We meander awhile before dropping anchor near a couple of other boats, our arrival startling a dozen cormorants, which set off a patter as they take flight by running across the water. I’ve brought fins instead of water shoes, because I’m told we’ll encounter potholes several feet across and six to eight feet deep, and the buoyancy of saltwater makes diving without fins a challenge. Scallops like to hang out in the grass around the rim, but some rest on the floor of the sandy potholes, easy pickings.

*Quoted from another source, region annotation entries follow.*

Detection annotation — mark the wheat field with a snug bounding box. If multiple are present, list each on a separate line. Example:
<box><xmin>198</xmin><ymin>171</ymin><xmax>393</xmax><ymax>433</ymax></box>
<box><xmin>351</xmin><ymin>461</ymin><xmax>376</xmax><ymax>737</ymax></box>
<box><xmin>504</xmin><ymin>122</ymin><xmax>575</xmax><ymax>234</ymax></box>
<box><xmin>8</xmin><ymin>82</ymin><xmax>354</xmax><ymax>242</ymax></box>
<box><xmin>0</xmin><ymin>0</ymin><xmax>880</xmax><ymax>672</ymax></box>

It’s hard to stay focused in this ever-surprising environment, and I quickly discover that fins are useful for chasing after darting fish or diving down to dip up a pretty shell. Before long, I’ve given in to immersing myself (as much figuratively as literally) in this intriguing, exotic environment. On the ride out, Erickson had prepped me for what we might see—tiny tan sea horses, spotted eagle rays as big as the hood of a car, or maybe Florida’s state shell, the dramatic orange horse conch. Sure enough, I catch a fleeting glimpse of an elegant eagle ray, and here’s a delicate sea horse, its tail wrapped around a blade of grass. But Erickson forgot to mention the sea turtle that swims past me, looming larger than life and unconcerned by my presence. Somehow, the scallop hunt doesn’t seem so compelling here, where simple observation and appreciation feel as satisfying as a bucket of dinner.

Our final take is two gallons of scallops; a handful of shells gleaming like tiny, glistening coins; the knobby spiral of an empty whelk shell; mental snaps of exotic creatures; and the excitement of seeing a sea turtle. With all that, we climb into the boat, pole out of the shallows and turn toward the marina, basking in a glow matched by a radiant red sun dipping low across the silvery blue sheen of St. Joseph Bay.